Em Mato Grosso, dados do IBGE Saúde, de 2013, apontaram que 3,9% da população sofriam de problemas coronários e o número de óbitos era superior a uma taxa de 5,6 para cada 100 mil habitantes (DataSUS). Mesmo não estando no topo do ranking de estados mais afetados (Minas Gerais geralmente é um dos campeões), o problema tende a piorar em razão dos índices de obesidade que são crescentes nos municípios mato-grossenses, entre eles, a capital Cuiabá.

problema deixou de ser associado à meia idade
porque vem afetando jovens entre 25 e 30 anos
“Como estamos em uma região muito quente é muito mais complicado incentivar a população a fazer prática esportiva ao ar livre. Mas acredito que teremos que investir individualmente e também coletivamente, por meio de ações do setor público, em mudanças de hábitos que incluam caminhar mais ou andar de bicicleta, porque mais de 80% dessas ocorrências que muitas vezes são fatais poderiam ser evitadas”, acrescenta o especialista, que orienta para a diminuição no consumo de alimentos com sódio, açúcar e gorduras. “Quanto mais natural a alimentação”.
Sintomas
É preciso estar atento aos primeiros sintomas e realizar exames regularmente. Alguns indicadores são: falta de ar, cansaço após esforço físico, dores e queimações no peito, além de formigamento no braço esquerdo.
Para detectar as doenças logo no começo, é recomendado realizar avaliações periódicas.
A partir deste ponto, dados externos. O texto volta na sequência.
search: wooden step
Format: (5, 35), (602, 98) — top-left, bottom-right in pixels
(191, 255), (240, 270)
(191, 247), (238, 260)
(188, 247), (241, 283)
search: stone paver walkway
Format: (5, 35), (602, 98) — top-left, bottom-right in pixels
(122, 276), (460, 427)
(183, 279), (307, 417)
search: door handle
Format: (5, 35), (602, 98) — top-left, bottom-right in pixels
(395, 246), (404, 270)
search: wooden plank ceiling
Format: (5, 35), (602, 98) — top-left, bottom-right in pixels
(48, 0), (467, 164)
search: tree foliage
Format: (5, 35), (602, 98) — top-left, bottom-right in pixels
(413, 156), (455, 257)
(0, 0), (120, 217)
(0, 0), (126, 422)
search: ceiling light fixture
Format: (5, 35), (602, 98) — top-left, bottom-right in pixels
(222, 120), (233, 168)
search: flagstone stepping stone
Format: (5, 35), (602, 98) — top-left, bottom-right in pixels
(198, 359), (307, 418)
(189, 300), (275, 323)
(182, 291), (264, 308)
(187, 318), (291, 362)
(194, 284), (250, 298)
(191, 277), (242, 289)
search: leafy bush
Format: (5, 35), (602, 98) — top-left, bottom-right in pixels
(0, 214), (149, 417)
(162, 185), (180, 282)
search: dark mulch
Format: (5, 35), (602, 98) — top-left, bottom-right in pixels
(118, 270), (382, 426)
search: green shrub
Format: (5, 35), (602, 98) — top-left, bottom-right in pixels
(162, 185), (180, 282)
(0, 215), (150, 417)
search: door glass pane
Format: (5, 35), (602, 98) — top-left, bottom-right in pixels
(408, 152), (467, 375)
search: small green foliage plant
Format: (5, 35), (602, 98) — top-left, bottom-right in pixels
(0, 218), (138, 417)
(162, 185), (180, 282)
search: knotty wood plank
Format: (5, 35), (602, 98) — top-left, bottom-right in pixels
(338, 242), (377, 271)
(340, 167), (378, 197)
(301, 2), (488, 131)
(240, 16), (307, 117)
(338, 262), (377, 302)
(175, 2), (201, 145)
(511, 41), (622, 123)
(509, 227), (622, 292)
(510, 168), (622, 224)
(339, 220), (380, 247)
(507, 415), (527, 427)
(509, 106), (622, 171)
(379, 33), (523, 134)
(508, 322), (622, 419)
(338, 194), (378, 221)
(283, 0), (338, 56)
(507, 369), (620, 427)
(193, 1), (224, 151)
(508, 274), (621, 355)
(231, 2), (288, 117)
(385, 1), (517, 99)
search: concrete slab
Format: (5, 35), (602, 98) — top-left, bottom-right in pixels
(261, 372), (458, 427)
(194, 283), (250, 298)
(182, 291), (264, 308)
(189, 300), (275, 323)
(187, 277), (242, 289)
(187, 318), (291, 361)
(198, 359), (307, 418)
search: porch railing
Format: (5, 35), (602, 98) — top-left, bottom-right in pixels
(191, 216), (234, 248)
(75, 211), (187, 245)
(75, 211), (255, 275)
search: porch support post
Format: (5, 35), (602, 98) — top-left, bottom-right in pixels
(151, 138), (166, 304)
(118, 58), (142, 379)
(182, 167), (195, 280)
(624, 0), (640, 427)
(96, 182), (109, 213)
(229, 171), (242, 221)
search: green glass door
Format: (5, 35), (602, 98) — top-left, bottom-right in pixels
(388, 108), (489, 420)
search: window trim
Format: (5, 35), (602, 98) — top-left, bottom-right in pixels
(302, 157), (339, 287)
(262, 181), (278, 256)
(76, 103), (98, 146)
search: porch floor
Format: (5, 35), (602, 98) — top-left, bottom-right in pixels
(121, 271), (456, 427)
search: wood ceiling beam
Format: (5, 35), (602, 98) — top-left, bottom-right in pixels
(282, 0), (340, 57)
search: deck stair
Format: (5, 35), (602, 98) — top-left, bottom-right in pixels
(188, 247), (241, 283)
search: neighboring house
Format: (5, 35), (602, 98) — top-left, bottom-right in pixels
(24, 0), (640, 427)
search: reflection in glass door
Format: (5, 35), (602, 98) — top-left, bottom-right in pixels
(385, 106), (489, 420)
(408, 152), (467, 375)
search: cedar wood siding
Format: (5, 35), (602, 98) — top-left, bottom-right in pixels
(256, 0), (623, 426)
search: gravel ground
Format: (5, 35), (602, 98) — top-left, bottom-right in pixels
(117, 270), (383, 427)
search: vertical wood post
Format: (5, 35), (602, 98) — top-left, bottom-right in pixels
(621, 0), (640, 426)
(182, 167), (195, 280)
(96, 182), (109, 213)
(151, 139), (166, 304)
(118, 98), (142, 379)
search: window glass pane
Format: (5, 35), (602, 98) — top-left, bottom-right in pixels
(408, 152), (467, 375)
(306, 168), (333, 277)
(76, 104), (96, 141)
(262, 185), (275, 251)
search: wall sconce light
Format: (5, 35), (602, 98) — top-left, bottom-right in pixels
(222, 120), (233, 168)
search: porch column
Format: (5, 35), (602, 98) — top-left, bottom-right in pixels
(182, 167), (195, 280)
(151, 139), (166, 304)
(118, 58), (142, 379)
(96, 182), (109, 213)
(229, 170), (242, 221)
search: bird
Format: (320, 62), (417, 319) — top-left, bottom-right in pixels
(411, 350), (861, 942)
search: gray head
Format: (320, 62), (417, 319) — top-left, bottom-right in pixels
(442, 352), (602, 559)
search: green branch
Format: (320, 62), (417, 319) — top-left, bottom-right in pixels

Exames de sangue indicam alterações nos níveis de colesterol, glicemia e tireoide, que estão relacionadas aos fatores de risco. O eletrocardiograma também alerta para possíveis doenças coronárias.
Cuidado com o estresse
Não adianta cuidar da alimentação se não mudar a forma como reage aos problemas e desafios cotidianos. Embora seja um sentimento normal, o excesso de estresse é um fator de risco, que gera sensações de medo, desconforto, preocupação, irritação, frustração, indignação e nervoso.
“Práticas aparentemente simples podem ajudar, como dormir melhor, fazer atividades físicas ou de lazer ao ar livre (em parques e cachoeiras). Também esteja mais em contato com amigos, ria mais, converse com alguém sobre os problemas, porque essa proximidade humana alivia muito”, acrescenta o especialista.